Greg Bethune with the current World Record queenfish on a 10 kg tippet.
This fish weighed 20 pounds in the old scale, and was taken while sight
casting from a Cape York beach. Lots of people talk about 9 and 10 kg
queenies, but few have ever really seen one in the flesh! They're an
easy fish to over-estimate the weight of!

The quality fishing enjoyed by many in Australia's remote tropical regions basically boils down to that one important word; 'remote'. The pocket Macquarie dictionary left over from my school days (where, unfortunately, I paid little attention to it!) offers the following definition: remote, adj. Far away; far distant in space and time; far removed.

This describes my home turf on Cape York rather aptly; far away and removed. "Lucky bugger!" I hear you say. Well, okay, but someone has to do... blah blah blah... You know the rest!

Of course, these remote regions are only far away until you throw modern aircraft into the equation. The space factor is then reduced to air-conditioned cabins and the time to hours.

The economic beauty of Cape York (if there can be such a thing) is its 'accessible remoteness', an oxymoron perhaps, but true. The Tip as it's affectionately known, is situated at the northern end of the populated eastern seaboard of Australia. Cairns lies only three hours and 20 minutes flying from Melbourne, in the far south, then a little over two hours more in a twin engine aircraft will see you in a pristine fishing wilderness.

This is where you catch some serious fish; many and various species, and plenty of them. It's a lot easier and more 'do-able' than you think, too.

The available fishing resource (or lack of it) adjacent to the big population centres is really brought home to you while you are in this wilderness, especially when you think for a moment of the fishing back home while you decide which direction to cast in a boiling sea of fishes! Miles, tens of miles, then hundreds of miles of nothing and no one, except the rivers, estuaries and reefs that have not (yet) been impacted upon by man. This is revealed to me almost daily during our operations as our clientele relate stories of "what it was like back when" and "we used to", and anecdotes of a mate wining a local "fishing classic" with an "unconfirmed bite!"

The Under Rated Queenfish

One of the most spectacular and under rated tropical sport fish species in found here in great abundance is the ubiquitous queenfish. These fish are architect-designed, and by that I mean purpose built. You could not think up a more perfect light tackle and saltwater fly adversary than the queenfish, given the following design brief: Must readily take flies and lures, fight hard, but not for too long, must jump, look spectacular, photograph well and be tough enough to revive and swim away when released.

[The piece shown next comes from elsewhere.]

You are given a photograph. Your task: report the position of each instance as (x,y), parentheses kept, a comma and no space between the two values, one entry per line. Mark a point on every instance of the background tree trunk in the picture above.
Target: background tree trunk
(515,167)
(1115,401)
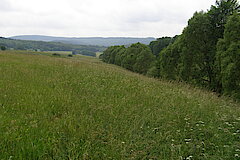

Starlo with a big flyrod queenfish from the waters of Cape York.

Queenfish are a tall, thin-bodied fish which is one of the things that makes them such tough fighters. Weight is not a good way to describe any fish in my book. Weight generally equals dead. Queenfish do not weigh heavy; a seven kilo (15-odd-pound) queenfish is around a metre long and 300 millimetres deep (bit over three-by-one on the old scale!). It's an impressive creature... With a head on it like a robber's dog and a mouth that would swallow your arm!

Despite what some people would have you believe, queenfish are also very good eating. Their firm, flavoursome flesh is especially suited to specialist dishes like pickled fish or 'nammus', as some Pacific island people call it; also known as 'kakonda' in Fiji and 'ceviche' in the Americas. Basically, it's just quickly pickled or marinated fish, using limes, coconut milk, vinegars and other ingredients, depending on the exact recipe... Fantastic with a beer or three after a big day on the water!

The Trouble With Queenfish

Randall Bryett with yet another Cape queenie.

Catching these fish in the tropics is sometimes more accurately described as trying NOT to catch them. They are so abundant at times that it is impossible to make a cast and not hook one. Hookless poppers and popper-flies are an absolute blast to use on queenies, which are so often in the five to seven kilo range.

Without hooks, they grab your offering and blast off for 10 or so meters, before letting go and allowing another one to immediately grab on. It is an interesting, twist; stripping or retrieving and getting a fish on twice as far out as it is possible for you to cast, thanks to several queenies "dragging and dropping" your fly or lure. Fact is, we have landed many, many fish on flies and poppers without any hooks; a clear testament to their ferocity!